I'm not going to argue that there's a disturbing current of anti-intellectualism that runs through many TV shows, even some of the best. And, for the record, I quite enjoyed the pilot of The Newsroom; despite a few issues that need to be worked out, the show has enormous potential. (After all, The West Wing didn't have a perfect pilot, but it turned out to be a pretty great series.) I don't disagree with Simon on that point, either.

What I disagree with - what I'm terrified by - is her conviction that, by defending the show in terms of intelligence, she's doing something brave and difficult. I disagree with the way she places her own opinion as a "smart person" high above the opinions of all the other sheep who are either too dumb or too scared to admit to liking a TV show. I disagree with the piece's defensive tone, which will allow for no contrary opinions or acknowledgment of the series's very present flaws.

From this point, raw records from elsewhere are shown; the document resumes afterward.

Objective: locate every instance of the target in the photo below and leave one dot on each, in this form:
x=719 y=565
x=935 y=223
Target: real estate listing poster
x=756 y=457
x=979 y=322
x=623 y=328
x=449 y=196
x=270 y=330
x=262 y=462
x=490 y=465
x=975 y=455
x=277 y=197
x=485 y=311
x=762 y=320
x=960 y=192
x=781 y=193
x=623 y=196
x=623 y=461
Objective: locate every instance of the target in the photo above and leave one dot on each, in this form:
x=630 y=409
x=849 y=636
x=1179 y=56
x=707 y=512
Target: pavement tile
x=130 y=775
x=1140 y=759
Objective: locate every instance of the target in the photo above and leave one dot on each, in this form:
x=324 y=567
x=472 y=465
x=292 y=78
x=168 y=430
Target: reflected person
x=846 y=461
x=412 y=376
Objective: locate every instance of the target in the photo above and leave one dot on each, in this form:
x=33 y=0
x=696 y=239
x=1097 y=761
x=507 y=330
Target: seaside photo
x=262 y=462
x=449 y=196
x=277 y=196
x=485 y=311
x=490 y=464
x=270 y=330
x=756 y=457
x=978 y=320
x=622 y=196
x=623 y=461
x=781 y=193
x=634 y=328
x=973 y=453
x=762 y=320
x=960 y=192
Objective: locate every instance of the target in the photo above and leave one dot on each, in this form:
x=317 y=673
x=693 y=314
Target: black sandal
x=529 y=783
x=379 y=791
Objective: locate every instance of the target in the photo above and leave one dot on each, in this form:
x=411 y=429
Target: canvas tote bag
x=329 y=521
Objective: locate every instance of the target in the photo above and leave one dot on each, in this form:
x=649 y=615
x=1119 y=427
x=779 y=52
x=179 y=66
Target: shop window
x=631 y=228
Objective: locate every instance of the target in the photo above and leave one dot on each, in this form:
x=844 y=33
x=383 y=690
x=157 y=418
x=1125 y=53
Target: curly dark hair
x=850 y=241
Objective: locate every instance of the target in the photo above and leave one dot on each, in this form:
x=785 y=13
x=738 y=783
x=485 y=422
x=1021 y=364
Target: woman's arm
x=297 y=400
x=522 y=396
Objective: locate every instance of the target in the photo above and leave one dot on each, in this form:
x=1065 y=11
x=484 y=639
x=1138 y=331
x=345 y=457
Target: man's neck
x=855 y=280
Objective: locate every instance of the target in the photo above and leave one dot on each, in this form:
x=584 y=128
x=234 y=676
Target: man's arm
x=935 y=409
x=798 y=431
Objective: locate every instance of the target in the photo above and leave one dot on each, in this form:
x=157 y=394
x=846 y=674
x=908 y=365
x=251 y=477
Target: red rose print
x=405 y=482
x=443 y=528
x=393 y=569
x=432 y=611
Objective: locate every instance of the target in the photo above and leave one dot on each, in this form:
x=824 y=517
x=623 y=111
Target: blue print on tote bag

Make no mistake: while Simon might tell the "haters" that they're "allowed to disagree" with The Newsroom, she makes it very clear that anyone whose opinion differs from hers is just a stupid American (FuckYeah) who has been so brainwashed by our dumbed-down culture that they wouldn't know real artistry if it was staring them in their mouth-breathing faces.

If Eve Simon is representative of "smart people," I think I would prefer to be stupid. And so, I suspect, would Will McAvoy and Aaron Sorkin.